Dasar hukum lebih lanjut mengenai besaran denda yang dikenakan dalam rangka pengambilalihan saham terdapat dalam Pasal 6 Peraturan Pemerintah Nomor 57 Tahun 2010. Pasal 6 peraturan ini menyebutkan bahwa pelaku usaha yang terlambat memberikan pemberitahuan wajib membayar denda. Denda ini dihitung berdasarkan perhitungan sebesar 1 miliar rupiah untuk setiap hari keterlambatan, dengan batasan maksimal 25 miliar rupiah.
Dengan merujuk kepada Pasal 6 Peraturan Pemerintah Nomor 57 Tahun 2010, besaran denda yang diatur oleh KPPU dalam Putusan KPPU No. 02/KPPU-M/2019 terlihat sesuai dengan ketentuan yang diatur dalam peraturan. Denda tersebut dihitung berdasarkan jumlah hari keterlambatan, yang dalam kasus ini mencapai 1.220 hari, sehingga besaran denda mencapai angka yang signifikan.
Namun, penting untuk dicatat bahwa PT Cipta Prima Sejati mengajukan permohonan keberatan terhadap besaran denda yang dikenakan oleh KPPU. Dalam upaya mengatasi ketidaksetujuan terhadap putusan tersebut, PT Cipta Prima Sejati mengajukan permohonan keberatan kepada Pengadilan Negeri Jakarta Selatan. Hasil putusan Pengadilan Negeri Jakarta Selatan menyatakan bahwa permohonan keberatan diterima dan memperbaiki putusan KPPU dengan menjatuhkan denda kepada PT Cipta Prima Sejati sejumlah Rp 5.000.000.000,00 (lima miliar rupiah).
Selanjutnya, putusan tersebut dikuatkan dengan putusan kasasi Nomor 650 K/Pdt.Sus-KPPU 2020. Dalam putusan tersebut, besaran denda yang dikenakan pada PT Cipta Prima Sejati telah mengalami penurunan dibandingkan dengan putusan KPPU, namun tetap berdasarkan pertimbangan hukum yang relevan.
Namun, dalam kasus Putusan KPPU No. 05/KPPU-M/2022 yang melibatkan PT Lestari Gemilang Intisawit, meskipun terdapat keterlambatan pemberitahuan selama
1.361 hari, sanksi administratif yang dikenakan oleh KPPU jauh lebih kecil, yaitu sebesar Rp 1.000.000.000,00 (satu miliar) rupiah. Kejanggalan ini menimbulkan pertanyaan mengenai konsistensi dalam pengenaan sanksi administratif oleh KPPU pada kasus-kasus yang memiliki karakteristik serupa dalam hal keterlambatan pemberitahuan.

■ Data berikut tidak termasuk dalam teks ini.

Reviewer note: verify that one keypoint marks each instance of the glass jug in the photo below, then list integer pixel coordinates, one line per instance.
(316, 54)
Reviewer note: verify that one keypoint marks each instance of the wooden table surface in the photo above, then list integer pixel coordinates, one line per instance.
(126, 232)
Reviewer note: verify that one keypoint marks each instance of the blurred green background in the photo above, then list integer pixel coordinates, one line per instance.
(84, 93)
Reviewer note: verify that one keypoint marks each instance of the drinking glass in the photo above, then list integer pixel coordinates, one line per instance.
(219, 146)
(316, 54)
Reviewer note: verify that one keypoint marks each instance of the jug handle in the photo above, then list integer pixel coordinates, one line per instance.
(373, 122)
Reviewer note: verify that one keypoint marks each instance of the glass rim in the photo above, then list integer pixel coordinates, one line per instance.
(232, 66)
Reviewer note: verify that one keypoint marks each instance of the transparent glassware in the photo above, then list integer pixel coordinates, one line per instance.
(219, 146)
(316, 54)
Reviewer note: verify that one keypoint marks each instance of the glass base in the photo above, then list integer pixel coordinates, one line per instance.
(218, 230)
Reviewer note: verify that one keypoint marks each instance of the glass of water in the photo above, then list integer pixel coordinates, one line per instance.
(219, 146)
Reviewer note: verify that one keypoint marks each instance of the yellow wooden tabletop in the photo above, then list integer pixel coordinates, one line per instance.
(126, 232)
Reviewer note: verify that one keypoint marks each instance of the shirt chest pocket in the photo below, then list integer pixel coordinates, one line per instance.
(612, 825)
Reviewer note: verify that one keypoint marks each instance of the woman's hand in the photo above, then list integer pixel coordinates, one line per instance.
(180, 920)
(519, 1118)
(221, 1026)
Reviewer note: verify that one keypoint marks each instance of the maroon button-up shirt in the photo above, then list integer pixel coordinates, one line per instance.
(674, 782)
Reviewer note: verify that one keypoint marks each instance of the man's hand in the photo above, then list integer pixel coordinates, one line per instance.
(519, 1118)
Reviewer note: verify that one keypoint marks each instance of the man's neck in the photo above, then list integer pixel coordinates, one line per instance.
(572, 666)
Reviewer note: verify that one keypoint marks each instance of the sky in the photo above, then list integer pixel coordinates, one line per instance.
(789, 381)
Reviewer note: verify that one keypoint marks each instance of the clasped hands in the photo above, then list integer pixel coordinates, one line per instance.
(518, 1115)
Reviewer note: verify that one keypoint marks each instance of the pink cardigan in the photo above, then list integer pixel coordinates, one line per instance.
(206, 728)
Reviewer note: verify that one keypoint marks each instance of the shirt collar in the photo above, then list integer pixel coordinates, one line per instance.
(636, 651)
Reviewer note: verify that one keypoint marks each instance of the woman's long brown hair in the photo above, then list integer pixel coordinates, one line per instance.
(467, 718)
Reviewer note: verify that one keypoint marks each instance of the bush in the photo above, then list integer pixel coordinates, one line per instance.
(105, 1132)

Majelis Komisi dalam mengenakan sanksi denda pada kasus pengambilalihan saham PT Mitra Bisnis Harvest oleh PT Citra Prima Sejati telah mempertimbangkan beberapa faktor yang relevan. Pertimbangan tersebut didasarkan pada ketentuan hukum yang berlaku, peraturan perundang-undangan yang mengatur tindakan administratif dalam konteks persaingan usaha tidak sehat, serta aspek-aspek yang relevan dengan kasus yang sedang ditangani.
Dalam pertimbangannya, Majelis Komisi merujuk pada Pasal 36 huruf l dan Pasal 47 ayat (1) UU Nomor 5 Tahun 1999 tentang Larangan Praktek Monopoli dan Persaingan Usaha Tidak Sehat (selanjutnya disebut "UU Persaingan Usaha Tidak Sehat"). Pasal- pasal tersebut memberikan kewenangan kepada Komisi Pengawas Persaingan Usaha (KPPU) untuk menjatuhkan sanksi berupa tindakan administratif terhadap pelaku usaha yang melanggar undang-undang ini. Oleh karena itu, Majelis Komisi memiliki dasar hukum yang kuat dalam menjatuhkan sanksi administratif dalam kasus ini.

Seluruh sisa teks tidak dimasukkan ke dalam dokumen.